Dataset plugins

Dataset plugins define canonical metric schemas — the stable tables that transforms write into and dashboards read from. They are the contract between data producers and consumers.

What a dataset is

A dataset is a versioned table schema, declared as a Python dataclass extending DatasetTable. It specifies the column names, types, units, and primary key for a canonical metric — for example, daily_hrv, transaction, or activity.

Multiple source-transform pairs can write into the same dataset table. A fitness-tracker source + a geofence transform and a phone-health source + a SQL transform can both write activity rows. Dashboards then read a unified, schema-stable table regardless of origin.

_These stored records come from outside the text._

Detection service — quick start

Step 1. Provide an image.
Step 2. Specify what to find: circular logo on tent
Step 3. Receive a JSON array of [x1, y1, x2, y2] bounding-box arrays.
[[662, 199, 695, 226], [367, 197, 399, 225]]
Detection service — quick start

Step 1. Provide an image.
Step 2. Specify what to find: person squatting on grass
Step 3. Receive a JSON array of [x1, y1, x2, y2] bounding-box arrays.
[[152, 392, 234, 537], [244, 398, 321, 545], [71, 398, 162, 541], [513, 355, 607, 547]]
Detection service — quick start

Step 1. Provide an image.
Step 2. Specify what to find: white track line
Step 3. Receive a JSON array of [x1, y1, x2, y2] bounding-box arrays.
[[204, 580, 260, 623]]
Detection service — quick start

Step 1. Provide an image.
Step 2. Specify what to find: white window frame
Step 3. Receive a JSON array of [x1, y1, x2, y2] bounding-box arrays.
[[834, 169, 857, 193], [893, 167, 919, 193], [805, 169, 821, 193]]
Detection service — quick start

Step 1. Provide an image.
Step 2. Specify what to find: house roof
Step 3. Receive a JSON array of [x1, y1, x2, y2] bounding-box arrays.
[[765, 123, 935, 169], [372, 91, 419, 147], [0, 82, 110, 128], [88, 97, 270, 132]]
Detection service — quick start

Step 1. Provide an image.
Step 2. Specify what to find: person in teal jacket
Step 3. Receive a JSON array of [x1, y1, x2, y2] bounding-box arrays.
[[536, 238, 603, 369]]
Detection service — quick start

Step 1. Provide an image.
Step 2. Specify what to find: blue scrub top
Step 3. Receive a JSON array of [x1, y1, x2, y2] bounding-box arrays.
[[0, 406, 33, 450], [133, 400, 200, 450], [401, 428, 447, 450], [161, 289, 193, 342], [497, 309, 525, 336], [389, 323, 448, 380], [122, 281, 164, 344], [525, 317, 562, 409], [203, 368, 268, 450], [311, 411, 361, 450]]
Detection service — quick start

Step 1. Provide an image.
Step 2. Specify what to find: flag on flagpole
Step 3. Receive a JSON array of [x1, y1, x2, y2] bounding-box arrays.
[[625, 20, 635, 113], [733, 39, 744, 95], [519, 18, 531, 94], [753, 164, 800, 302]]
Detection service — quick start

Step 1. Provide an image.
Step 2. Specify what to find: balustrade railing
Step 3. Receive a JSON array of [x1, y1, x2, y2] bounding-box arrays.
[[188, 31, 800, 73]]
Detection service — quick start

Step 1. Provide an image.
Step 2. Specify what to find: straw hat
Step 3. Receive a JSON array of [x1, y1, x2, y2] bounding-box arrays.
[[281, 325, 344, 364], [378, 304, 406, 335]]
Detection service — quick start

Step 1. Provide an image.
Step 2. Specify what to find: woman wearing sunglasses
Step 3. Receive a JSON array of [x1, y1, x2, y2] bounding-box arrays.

Schema stability Dataset schemas are versioned. Breaking changes require a new major version. Transforms and dashboards pin to a schema version.
Units Column names carry unit suffixes (duration_s, distance_m, weight_kg). All units are SI unless the upstream API forces otherwise.
Entry point Registered under shenas.datasets. Install with shenasctl source add --local; shenas creates the table on first transform run.

Community datasets

The canonical community datasets (activity, daily_hrv, transaction, sleep, event, note) are maintained in the main shenas-org/shenas repository under plugins/datasets/. If a dataset you need doesn't exist, open a PR to propose the schema — the bar is stability and SI units.

activity Workout or movement session: duration_s, distance_m, sport type, start_at, device_id.
daily_hrv Daily heart rate variability: date, rmssd_ms, sdnn_ms, source.
transaction Financial transaction: date, amount, currency, merchant, category, account.
sleep Sleep session: start_at, end_at, total_s, deep_s, rem_s, device_id.
event Calendar event: title, start_at, end_at, calendar, location.

This list is illustrative; authoritative definitions are in the repo. Dataset schemas are still being finalized — check the roadmap for stability status.